Josseran vio caer el camello, alcanzó a vislumbrar la cola de la serpiente que se deslizaba para ocultarse entre las rocas. Sus peores temores pronto se hicieron realidad. El camello cayó de rodillas y echó la cabeza hacia atrás de tal manera que tocaba su primera joroba; tenía la boca abierta en dirección al cielo. Los ruidos que hizo mientras moría, un gruñido desde lo más profundo del pecho, retorcieron las entrañas de Josseran.

Desenvainó la espada.

—¿Qué vas a hacer? —le gritó Un Solo Ojo mientras corría hacia él, la túnica flameando al viento, el único ojo sano mirándolo con horror.

—Le ha mordido una víbora. Voy a librar a esta pobre bestia del sufrimiento.

—¡No puedes! —exclamó Jutelún, reuniéndose con el pequeño camellero.

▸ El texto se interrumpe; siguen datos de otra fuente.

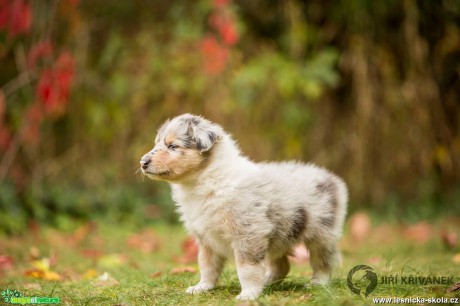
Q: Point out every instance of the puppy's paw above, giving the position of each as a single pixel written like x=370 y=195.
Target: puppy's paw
x=198 y=288
x=247 y=295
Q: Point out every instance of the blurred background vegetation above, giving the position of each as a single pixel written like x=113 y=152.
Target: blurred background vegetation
x=369 y=89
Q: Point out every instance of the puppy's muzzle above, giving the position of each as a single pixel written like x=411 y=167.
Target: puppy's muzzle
x=146 y=160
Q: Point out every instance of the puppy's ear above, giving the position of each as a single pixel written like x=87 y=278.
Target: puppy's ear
x=203 y=132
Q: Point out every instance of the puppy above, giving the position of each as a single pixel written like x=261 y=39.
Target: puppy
x=254 y=212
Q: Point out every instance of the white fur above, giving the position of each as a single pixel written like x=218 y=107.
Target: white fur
x=256 y=213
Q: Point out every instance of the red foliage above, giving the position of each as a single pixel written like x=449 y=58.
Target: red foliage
x=4 y=13
x=16 y=16
x=5 y=135
x=33 y=117
x=215 y=49
x=42 y=49
x=215 y=55
x=54 y=85
x=224 y=24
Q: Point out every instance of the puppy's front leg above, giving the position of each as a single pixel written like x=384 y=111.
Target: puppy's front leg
x=211 y=265
x=251 y=273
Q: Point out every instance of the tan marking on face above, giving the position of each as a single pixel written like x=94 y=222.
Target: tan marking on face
x=177 y=163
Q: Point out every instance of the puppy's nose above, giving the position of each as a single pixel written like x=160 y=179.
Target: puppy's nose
x=145 y=163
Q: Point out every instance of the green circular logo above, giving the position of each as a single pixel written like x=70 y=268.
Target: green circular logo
x=364 y=282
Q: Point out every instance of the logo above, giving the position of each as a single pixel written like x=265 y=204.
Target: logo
x=15 y=297
x=364 y=282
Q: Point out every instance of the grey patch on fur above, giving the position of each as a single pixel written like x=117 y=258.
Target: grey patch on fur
x=328 y=257
x=298 y=223
x=253 y=257
x=195 y=120
x=327 y=221
x=327 y=187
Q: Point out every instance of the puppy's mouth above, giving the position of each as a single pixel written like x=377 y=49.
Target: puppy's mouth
x=157 y=173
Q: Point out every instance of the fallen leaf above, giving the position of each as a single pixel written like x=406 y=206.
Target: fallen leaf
x=300 y=254
x=40 y=274
x=41 y=270
x=156 y=274
x=105 y=279
x=34 y=253
x=449 y=239
x=360 y=226
x=6 y=262
x=420 y=232
x=456 y=258
x=183 y=269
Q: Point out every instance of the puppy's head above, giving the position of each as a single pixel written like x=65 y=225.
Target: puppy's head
x=182 y=146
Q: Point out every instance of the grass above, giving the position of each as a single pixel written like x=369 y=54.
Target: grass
x=140 y=276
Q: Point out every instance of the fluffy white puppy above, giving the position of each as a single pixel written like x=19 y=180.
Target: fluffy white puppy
x=254 y=212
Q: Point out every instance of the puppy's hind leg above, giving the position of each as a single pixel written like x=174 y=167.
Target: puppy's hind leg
x=323 y=258
x=251 y=273
x=211 y=265
x=277 y=269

—Pero es un acto de misericordia.

—No se puede matar a un camello. Su alma nos traerá mala suerte. Debemos esperar y ver si muere.

—¡Claro que morirá! ¡La picadura de una víbora es mortal! ¿Verdad?

—A pesar de todo debemos esperar —respondió ella.

Así que Josseran permaneció a un lado, junto a Jutelún y al camellero. Tardó largos minutos, pero por fin el camello bramó por última vez y cayó. Tras dar varias patadas convulsivas al aire se quedó inmóvil.

—¿Has visto? —le dijo Josseran a Jutelún—. Podríamos haberle ahorrado tanto dolor.

—Nos habría traído mala suerte matarlo —insistió Jutelún, y se alejó.

Josseran envainó la espada.

—¡Supersticiones! —susurró.

—¡No, bárbaro! Su espíritu habría vuelto y nos habría perseguido durante el resto del viaje.

Un Solo Ojo suspiró, apesadumbrado por la muerte de uno de sus camellos, y siguió a Jutelún al campamento.

Josseran permaneció mirándolos fijamente. ¿Quién podía llegar a comprender a aquella gente, que toleraba con libertad otras religiones dentro de sus dominios y creía que hasta una bestia de carga tenía alma? ¿Qué debía pensar un caballero cristiano de criaturas como aquéllas?